Plymouth is a city of around 260,000 residents, with the highest unemployment rates in the South West region. It is at risk from three main types of flooding: tidal, fluvial (main rivers) and surface water. Plymouth is bordered on three sides by tidal waters: Plymouth Sound and the Atlantic Ocean to the South, the River Plym to the East, and the River Tamar to the West. It also has a large number of watercourses within the city including streams and brooks. Due to the amount of hard surfacing within the city, which prevents rainwater soaking into the ground, the city relies on surface water sewers to discharge this water to surrounding watercourses and the sea. The majority of the sewers date back to the Victorian era so are combined, which means that they carry both sewage and surface water. When the sewers reach capacity, there is nowhere for the surface water run-off to go, which can cause flooding in low-lying areas that can affect property and infrastructure. Because of the large amount of combined sewerage, the Environment Agency has identified most of the city as a “Critical Drainage Area”, which means that the existing drainage system is at, or close to, its capacity. With increasing population density and climate change causing sea level rise and worsening weather, the sewers are increasingly under pressure.
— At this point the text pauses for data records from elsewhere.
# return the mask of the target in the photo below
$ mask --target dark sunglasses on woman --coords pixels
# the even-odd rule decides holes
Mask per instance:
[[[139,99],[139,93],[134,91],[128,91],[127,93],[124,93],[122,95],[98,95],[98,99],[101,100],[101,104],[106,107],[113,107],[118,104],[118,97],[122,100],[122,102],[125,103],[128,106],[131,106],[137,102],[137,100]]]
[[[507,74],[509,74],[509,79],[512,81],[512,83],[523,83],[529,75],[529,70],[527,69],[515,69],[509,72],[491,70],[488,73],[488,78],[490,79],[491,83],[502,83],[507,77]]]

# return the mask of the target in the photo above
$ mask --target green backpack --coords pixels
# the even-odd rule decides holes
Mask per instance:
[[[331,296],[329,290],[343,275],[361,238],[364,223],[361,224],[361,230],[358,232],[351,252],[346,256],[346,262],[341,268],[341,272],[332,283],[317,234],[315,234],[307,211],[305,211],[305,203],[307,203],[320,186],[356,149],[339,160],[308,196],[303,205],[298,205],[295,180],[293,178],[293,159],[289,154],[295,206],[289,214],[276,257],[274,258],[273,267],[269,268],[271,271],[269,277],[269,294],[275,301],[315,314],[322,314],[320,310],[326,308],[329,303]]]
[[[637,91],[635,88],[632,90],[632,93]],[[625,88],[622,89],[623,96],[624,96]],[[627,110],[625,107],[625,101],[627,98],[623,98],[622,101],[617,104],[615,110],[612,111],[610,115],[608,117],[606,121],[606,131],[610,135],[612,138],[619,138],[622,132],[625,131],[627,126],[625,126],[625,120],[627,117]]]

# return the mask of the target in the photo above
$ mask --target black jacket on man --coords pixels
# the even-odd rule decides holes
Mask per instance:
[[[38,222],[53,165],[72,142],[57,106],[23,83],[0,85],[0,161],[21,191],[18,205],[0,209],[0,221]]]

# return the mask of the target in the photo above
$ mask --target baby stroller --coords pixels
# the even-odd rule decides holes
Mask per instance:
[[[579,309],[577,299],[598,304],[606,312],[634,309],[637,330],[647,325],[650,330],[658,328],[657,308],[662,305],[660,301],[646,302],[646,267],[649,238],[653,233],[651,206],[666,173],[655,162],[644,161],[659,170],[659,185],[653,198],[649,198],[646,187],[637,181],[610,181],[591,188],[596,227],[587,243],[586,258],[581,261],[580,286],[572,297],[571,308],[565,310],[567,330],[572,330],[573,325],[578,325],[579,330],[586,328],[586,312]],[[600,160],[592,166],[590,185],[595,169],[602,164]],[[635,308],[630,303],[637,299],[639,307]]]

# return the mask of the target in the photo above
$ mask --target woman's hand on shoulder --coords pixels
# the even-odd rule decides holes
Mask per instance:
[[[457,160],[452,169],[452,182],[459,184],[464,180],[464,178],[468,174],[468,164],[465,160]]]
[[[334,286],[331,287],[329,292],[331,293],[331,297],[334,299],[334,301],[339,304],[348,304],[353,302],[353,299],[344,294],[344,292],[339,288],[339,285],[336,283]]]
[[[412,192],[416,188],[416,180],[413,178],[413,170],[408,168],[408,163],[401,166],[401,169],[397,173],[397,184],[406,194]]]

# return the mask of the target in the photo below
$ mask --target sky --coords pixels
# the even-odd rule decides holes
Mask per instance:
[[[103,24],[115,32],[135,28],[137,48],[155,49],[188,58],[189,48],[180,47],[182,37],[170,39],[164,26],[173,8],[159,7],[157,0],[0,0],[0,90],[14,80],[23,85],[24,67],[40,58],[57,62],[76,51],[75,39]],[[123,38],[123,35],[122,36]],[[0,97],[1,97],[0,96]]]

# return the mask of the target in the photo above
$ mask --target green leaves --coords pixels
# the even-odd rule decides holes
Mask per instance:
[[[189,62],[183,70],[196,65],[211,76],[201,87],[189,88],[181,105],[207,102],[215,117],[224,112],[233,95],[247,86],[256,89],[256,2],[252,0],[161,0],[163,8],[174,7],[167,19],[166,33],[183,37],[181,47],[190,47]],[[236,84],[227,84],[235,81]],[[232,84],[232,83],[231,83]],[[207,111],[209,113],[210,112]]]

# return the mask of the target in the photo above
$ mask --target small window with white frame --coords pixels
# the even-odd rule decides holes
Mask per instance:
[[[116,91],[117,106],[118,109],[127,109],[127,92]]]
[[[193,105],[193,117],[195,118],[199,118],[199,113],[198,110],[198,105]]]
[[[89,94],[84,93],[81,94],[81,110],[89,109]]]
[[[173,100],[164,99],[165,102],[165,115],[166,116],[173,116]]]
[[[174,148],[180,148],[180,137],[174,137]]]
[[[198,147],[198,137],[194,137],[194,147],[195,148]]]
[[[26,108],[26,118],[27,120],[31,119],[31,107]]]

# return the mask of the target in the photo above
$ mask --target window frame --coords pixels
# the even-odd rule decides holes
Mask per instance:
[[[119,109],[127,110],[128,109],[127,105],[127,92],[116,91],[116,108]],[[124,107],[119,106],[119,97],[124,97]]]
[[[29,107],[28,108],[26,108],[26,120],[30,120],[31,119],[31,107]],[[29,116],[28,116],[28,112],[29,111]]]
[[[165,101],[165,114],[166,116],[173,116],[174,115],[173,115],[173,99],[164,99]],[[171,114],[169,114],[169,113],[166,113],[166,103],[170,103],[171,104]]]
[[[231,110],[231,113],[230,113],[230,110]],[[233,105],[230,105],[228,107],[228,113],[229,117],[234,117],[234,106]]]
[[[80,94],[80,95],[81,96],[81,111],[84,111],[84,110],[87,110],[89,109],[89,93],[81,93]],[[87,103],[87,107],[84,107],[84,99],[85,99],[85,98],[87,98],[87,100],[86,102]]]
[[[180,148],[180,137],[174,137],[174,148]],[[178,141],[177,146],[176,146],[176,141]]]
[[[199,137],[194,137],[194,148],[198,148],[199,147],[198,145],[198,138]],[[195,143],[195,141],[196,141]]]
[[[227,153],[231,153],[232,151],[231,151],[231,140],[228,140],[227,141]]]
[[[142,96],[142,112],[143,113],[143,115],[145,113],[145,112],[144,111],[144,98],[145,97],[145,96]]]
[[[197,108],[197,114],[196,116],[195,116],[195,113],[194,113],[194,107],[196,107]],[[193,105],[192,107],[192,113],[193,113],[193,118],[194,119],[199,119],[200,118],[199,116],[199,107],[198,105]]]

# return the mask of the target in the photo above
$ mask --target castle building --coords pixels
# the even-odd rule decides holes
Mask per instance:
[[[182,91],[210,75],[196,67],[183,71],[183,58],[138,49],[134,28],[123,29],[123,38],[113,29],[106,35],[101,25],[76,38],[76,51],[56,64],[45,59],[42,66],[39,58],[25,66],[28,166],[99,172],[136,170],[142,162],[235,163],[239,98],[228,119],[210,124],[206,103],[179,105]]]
The Lipson Vale catchment in Plymouth is heavily urbanised with steep sided valleys draining to a flat and low-lying area where surface water frequently overwhelms the drainage system. This impacts the highway network and creates flood risks to homes, businesses and schools. In the past, much of this area was a tidal creek, which has been in-filled and developed.
Proposed mitigation works in Trefusis Park aim to address frequent surface water flooding to properties and infrastructure in Lipson Vale by installing a surface water storage and ecology pond in the local park. The PCC BRIC team will engage with the wider community to raise awareness of, and improve resilience to, flooding.
Trefusis Park, also known as ‘Tippy Park’ to the locals, is located in Compton Vale and extends down to Lipson Vale. Within the park there are mature trees and open space that is well-used and loved by dog walkers, families, schoolchildren and commuters.
St Levan Park and the surrounding area is often affected by surface water flooding. There are very steep streets, which funnel the water down to low-lying areas around the park. The problem is worsened by a combined sewer system, which is at capacity. That system can sometimes get tide-locked, which causes the system to back-up. As a result, the park often turns into a lake, as can be seen in the image! Local residents have reported that, after heavy rainfall events, raw sewage can be found within the park, which is dangerous and unpleasant.
St Levan Park supports an abundance of wildlife thanks to well established trees where bats can be seen at dusk. There is a small orchard with apple and pear trees that is looked after by the Friends of St Levan Group. The orchard is used to promote community events such as apple pressing, which are enjoyed by local children and adults alike.